The film takes place in a single day; it traces the terrifying journey of Otilia (Anamaria Marinca) as she assists her roommate and friend, Gabita (Laura Vasiliu), in procuring an abortion during Ceausescu’s communist Romania in the late 1980s, when such procedures were illegal. From the beginning, the camera and Otilia feel inseparable, and Otilia becomes a sort of universal guide in the film. She leads the terrifyingly inept Gabita through the entire procedure and shoulders the burden of the ordeal to a horrifying extent. In the same way, Otilia is our guide and our conscience as the film ventures through the dark, unsettling alleys, seedy hotels, and vivid households of Ceausescu’s Romania, full of paranoia and uneasiness, but more prominently, life.
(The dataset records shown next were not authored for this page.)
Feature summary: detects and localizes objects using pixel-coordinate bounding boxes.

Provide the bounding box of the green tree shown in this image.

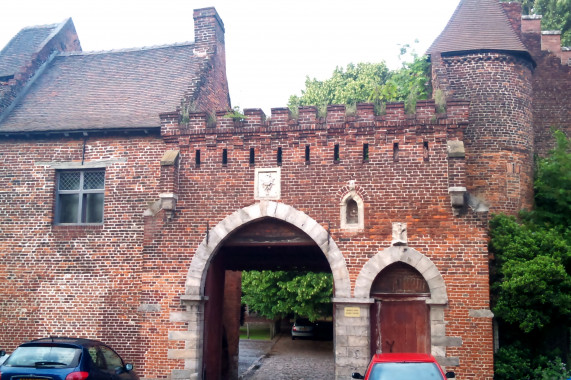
[491,131,571,379]
[502,0,571,46]
[534,0,571,46]
[531,130,571,228]
[288,52,431,116]
[241,270,333,322]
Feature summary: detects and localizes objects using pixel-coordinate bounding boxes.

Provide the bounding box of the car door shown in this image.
[86,346,113,380]
[98,345,136,380]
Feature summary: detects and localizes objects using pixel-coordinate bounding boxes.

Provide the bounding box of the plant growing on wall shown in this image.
[224,106,246,121]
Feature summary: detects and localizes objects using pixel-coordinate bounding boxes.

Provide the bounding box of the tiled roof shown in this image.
[427,0,529,56]
[0,43,200,132]
[0,23,61,78]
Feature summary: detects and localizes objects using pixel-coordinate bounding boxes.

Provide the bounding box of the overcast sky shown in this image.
[0,0,460,114]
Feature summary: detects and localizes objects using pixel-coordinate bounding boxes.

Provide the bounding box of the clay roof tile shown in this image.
[427,0,529,56]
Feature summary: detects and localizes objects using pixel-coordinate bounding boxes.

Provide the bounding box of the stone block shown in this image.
[436,356,460,367]
[171,370,192,379]
[432,345,446,357]
[432,336,462,347]
[430,305,445,321]
[170,311,199,323]
[168,330,200,343]
[347,335,368,347]
[447,140,465,158]
[469,309,494,318]
[274,202,290,220]
[168,348,198,360]
[432,322,447,337]
[138,303,161,312]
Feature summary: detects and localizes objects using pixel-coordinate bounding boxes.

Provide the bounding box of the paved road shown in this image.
[238,338,276,376]
[240,334,334,380]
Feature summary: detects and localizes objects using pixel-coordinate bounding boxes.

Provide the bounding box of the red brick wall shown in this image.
[0,101,493,379]
[433,52,535,214]
[0,133,167,370]
[150,102,491,379]
[521,25,571,157]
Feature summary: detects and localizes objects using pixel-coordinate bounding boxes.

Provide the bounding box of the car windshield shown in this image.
[295,319,312,326]
[3,345,80,368]
[368,362,443,380]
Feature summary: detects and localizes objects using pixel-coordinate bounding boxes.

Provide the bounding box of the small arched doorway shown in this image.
[370,262,431,355]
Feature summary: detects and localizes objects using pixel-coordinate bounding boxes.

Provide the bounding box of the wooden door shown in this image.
[371,300,430,354]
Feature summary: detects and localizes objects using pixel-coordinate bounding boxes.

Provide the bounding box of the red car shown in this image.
[352,353,455,380]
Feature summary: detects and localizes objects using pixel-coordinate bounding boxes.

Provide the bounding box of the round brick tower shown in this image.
[428,0,535,214]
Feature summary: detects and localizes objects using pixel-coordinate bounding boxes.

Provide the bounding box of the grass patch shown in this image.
[239,325,271,340]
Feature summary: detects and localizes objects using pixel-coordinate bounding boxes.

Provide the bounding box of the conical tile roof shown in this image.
[427,0,529,56]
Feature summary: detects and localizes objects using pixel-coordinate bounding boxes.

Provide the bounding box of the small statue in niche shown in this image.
[392,222,407,246]
[346,199,359,225]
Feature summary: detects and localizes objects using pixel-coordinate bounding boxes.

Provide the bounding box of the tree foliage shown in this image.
[241,270,333,322]
[503,0,571,46]
[531,131,571,228]
[491,131,571,379]
[288,49,431,116]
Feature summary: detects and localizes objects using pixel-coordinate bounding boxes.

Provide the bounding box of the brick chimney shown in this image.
[193,7,225,57]
[187,7,230,112]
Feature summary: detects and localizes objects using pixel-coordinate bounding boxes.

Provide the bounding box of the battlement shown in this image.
[522,15,571,65]
[161,100,469,137]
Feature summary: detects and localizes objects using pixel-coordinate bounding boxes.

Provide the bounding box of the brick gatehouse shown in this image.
[0,1,569,379]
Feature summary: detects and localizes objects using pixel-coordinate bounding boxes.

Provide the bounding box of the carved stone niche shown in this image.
[340,190,364,231]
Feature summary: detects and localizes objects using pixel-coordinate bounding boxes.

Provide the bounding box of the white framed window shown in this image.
[55,170,105,224]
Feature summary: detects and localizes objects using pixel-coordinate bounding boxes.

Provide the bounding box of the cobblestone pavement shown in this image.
[240,334,334,380]
[238,338,277,375]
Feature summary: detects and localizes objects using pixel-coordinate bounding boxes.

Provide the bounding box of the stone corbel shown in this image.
[448,187,466,215]
[159,193,178,220]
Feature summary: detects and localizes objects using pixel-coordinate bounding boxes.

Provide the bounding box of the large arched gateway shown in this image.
[175,202,351,378]
[169,203,460,379]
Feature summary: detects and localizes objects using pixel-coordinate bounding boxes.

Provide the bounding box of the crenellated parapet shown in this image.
[160,100,469,139]
[522,15,571,65]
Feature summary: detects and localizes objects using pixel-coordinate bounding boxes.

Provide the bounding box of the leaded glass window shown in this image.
[56,170,105,224]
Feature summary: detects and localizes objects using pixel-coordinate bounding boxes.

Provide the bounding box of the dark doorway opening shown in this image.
[202,218,333,380]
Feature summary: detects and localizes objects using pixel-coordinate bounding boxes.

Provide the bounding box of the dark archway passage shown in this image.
[202,218,333,380]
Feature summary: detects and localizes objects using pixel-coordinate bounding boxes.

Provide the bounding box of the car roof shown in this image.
[23,337,105,347]
[371,353,439,363]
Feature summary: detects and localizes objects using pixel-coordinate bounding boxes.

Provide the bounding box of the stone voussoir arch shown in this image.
[185,201,351,298]
[353,245,459,367]
[354,245,448,304]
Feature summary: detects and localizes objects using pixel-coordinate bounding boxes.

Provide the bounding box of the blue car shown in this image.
[0,337,138,380]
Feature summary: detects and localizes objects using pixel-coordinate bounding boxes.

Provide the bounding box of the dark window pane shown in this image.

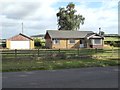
[80,40,82,44]
[53,39,60,44]
[69,39,75,44]
[94,39,101,44]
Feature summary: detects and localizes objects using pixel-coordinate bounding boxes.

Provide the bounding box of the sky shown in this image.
[0,0,119,39]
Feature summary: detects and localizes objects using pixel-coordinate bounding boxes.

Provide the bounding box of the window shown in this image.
[69,39,75,44]
[94,39,101,44]
[53,39,60,44]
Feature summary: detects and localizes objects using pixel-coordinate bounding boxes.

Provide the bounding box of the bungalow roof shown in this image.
[46,30,94,39]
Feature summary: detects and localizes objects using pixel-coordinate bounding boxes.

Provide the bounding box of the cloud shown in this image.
[1,0,58,38]
[1,2,45,19]
[75,0,118,33]
[0,0,119,39]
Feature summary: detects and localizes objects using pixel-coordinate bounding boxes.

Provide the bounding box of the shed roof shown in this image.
[7,33,33,41]
[46,30,94,39]
[31,34,45,37]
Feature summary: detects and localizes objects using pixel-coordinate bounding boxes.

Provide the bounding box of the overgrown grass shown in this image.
[2,58,119,72]
[2,48,120,72]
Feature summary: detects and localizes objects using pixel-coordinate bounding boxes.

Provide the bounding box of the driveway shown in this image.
[2,66,118,88]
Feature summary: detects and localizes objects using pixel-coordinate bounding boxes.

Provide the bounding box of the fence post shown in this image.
[38,48,39,57]
[58,49,60,53]
[78,48,80,55]
[95,48,97,53]
[15,49,17,58]
[112,46,114,56]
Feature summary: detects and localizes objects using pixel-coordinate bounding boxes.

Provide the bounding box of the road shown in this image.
[2,66,118,88]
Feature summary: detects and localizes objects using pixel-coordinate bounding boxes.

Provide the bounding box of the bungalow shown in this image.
[6,33,34,49]
[44,30,104,49]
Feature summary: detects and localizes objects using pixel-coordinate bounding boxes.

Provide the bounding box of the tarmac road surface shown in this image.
[2,66,118,88]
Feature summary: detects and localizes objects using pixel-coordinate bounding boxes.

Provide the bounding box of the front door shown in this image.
[80,39,84,48]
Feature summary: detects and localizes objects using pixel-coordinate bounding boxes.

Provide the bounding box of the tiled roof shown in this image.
[7,33,33,41]
[46,30,94,39]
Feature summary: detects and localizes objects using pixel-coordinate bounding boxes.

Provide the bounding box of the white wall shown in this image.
[10,41,30,49]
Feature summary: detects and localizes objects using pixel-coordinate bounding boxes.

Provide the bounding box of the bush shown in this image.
[56,52,66,59]
[114,41,120,47]
[110,41,115,46]
[108,41,120,47]
[34,38,45,48]
[43,52,66,60]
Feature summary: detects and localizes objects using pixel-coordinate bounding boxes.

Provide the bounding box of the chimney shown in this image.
[99,27,101,35]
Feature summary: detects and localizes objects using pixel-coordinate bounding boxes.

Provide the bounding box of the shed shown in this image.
[6,33,34,49]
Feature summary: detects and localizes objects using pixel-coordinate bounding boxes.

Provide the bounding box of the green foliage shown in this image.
[56,2,85,30]
[34,38,45,48]
[110,41,115,46]
[108,41,120,47]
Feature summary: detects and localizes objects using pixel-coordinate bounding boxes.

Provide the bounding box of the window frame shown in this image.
[93,39,102,45]
[53,39,60,44]
[69,39,75,44]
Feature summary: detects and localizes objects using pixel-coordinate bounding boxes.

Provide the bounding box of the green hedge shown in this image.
[105,41,120,47]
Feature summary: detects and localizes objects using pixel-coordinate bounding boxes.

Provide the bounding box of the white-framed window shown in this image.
[94,39,101,45]
[53,39,60,44]
[69,39,75,44]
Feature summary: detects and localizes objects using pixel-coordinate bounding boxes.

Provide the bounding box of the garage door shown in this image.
[10,41,30,49]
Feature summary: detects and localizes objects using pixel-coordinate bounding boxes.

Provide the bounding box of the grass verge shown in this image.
[2,58,119,72]
[2,47,119,72]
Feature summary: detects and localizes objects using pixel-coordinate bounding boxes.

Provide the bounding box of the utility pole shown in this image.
[22,22,23,34]
[99,27,101,35]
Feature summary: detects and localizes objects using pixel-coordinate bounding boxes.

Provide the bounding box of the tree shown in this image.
[56,2,85,30]
[34,38,45,48]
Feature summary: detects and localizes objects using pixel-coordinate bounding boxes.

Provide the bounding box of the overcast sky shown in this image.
[0,0,119,39]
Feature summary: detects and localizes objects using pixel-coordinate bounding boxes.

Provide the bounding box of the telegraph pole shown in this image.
[22,22,23,34]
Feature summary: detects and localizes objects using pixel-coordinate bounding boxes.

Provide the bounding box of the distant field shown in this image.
[104,37,119,41]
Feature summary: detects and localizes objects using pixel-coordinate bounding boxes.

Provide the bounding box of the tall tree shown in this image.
[56,2,85,30]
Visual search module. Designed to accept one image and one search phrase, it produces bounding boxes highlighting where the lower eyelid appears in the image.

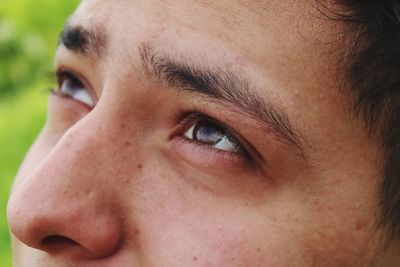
[172,111,261,163]
[56,69,97,102]
[172,136,248,169]
[47,93,90,129]
[51,89,93,112]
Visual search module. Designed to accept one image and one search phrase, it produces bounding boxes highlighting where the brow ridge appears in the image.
[57,23,308,160]
[139,44,308,159]
[59,24,106,56]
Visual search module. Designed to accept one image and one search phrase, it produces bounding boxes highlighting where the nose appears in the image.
[7,125,124,259]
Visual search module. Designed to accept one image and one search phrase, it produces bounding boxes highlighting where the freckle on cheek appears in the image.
[137,164,143,170]
[355,220,368,231]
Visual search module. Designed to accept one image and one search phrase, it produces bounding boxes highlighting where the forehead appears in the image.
[63,0,348,149]
[67,0,344,100]
[69,0,340,59]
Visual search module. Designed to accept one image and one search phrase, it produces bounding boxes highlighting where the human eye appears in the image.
[175,113,258,167]
[183,116,240,153]
[54,70,95,108]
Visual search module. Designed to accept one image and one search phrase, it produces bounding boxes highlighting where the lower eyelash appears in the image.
[173,112,255,165]
[45,88,67,99]
[174,135,249,166]
[46,88,66,98]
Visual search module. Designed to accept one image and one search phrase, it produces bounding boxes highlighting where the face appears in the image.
[7,0,399,266]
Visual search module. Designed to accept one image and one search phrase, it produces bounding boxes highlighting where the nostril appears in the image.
[41,235,79,252]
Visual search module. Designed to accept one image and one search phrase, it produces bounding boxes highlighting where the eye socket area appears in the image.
[170,112,266,173]
[56,71,95,108]
[183,119,241,153]
[178,113,260,163]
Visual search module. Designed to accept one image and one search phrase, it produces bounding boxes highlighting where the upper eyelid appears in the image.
[55,69,98,102]
[56,70,82,85]
[180,113,235,138]
[185,113,246,144]
[201,115,265,165]
[186,116,241,146]
[54,68,262,163]
[180,112,264,163]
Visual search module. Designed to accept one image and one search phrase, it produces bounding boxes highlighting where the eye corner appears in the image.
[55,69,81,87]
[172,111,264,169]
[52,68,96,109]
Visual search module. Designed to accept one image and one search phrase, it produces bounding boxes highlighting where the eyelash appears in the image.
[51,70,95,108]
[55,70,79,91]
[49,71,257,166]
[49,71,73,96]
[175,112,255,165]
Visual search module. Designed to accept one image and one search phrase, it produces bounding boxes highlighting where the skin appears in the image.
[7,0,400,266]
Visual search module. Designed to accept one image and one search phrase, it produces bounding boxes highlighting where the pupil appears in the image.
[194,122,225,144]
[60,75,83,95]
[65,78,82,92]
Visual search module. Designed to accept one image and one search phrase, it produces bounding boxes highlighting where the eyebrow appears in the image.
[58,24,308,159]
[59,24,105,56]
[139,46,308,159]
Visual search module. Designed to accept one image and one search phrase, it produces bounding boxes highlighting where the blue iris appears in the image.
[194,122,225,145]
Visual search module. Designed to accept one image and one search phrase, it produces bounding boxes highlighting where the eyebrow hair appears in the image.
[58,24,308,160]
[58,24,105,56]
[139,45,308,159]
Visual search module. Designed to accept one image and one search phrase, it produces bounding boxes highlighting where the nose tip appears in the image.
[7,185,123,259]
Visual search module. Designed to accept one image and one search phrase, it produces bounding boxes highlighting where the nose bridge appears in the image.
[7,114,125,258]
[31,115,111,199]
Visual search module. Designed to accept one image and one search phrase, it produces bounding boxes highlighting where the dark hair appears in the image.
[325,0,400,239]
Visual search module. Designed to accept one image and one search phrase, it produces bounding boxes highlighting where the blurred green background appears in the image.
[0,1,79,266]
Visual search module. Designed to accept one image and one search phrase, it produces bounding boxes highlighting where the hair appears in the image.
[324,0,400,239]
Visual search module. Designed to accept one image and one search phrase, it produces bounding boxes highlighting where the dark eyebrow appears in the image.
[139,45,309,159]
[58,24,106,56]
[57,24,308,159]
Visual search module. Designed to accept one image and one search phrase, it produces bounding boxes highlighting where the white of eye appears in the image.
[184,124,195,139]
[213,136,238,152]
[183,124,240,152]
[60,79,95,108]
[71,89,94,107]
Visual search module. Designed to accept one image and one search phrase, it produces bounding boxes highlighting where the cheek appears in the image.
[46,94,89,135]
[145,212,307,266]
[123,169,307,266]
[126,167,381,267]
By the end of the film, with Otilia at our side, we have been presented with the limits of both cruelty and friendship, and have explored a society at its truest pitch.
The most unexpected thing about the film is that, despite a modest budget at his disposal, Mungiu demonstrates a rare aesthetic brilliance. Mungiu employs long, sustained shots that encompass as much detail as they possibly can, as well as a kind of camerawork that pops with vitality. “4 Months” can often be aesthetically overwhelming and is able to create scenes that ingrain themselves into our memory through the unspoken emotion of the camera. It is hard to forget Otilia stumbling through the Romanian streets, engulfed in almost total darkness and with no companion but the quivering camera. Mungiu is often meticulous in the composition of his scenes: a shot of dinner party is arranged like a painting and its depiction of Otilia enveloped by other dinner guests is witty, claustrophobic, and powerful.
The performances in “4 Months” are so globally subtle and believable that it almost goes without notice. Every character, no matter how frustrating or unlikable — and the abortion specialist is pretty monstrous — avoids caricature. If Mungiu’s goal is to create a broad portrait of Romanian life, it is these performances that make it work so fundamentally. And, of course, Marinca and Vasiliu are fantastic as the film’s core and its driving force. Their friendship is often strained enough to make you cringe, but the actresses complement each other beautifully, and their interactions are some of the best parts of the film.
During the closing scene of the film, a Romanian wedding reception takes place in the background. The scene is modest: through the window there is a shabby hotel reception hall filled with unknown guests dancing as Romanian music quietly drones on. It’s a detail that has no real relation to the action in the forefront of the scene, but it’s also one that, more than anything, is indicative of how much of Mungiu’s heart and camera is devoted to the practices and nuances of Romanian life. So much of the details that compose the film feel so natural and understated that, after leaving the theater, I wondered aloud to a friend whether every little detail in the film could be constructed, or whether many just … sort of … happened. Before he replied, I decided the answer hardly mattered; they exist in a film as real as anything I can compare it to. “4 Months, 3 Weeks, and 2 Days” is a movie I find myself unable to question.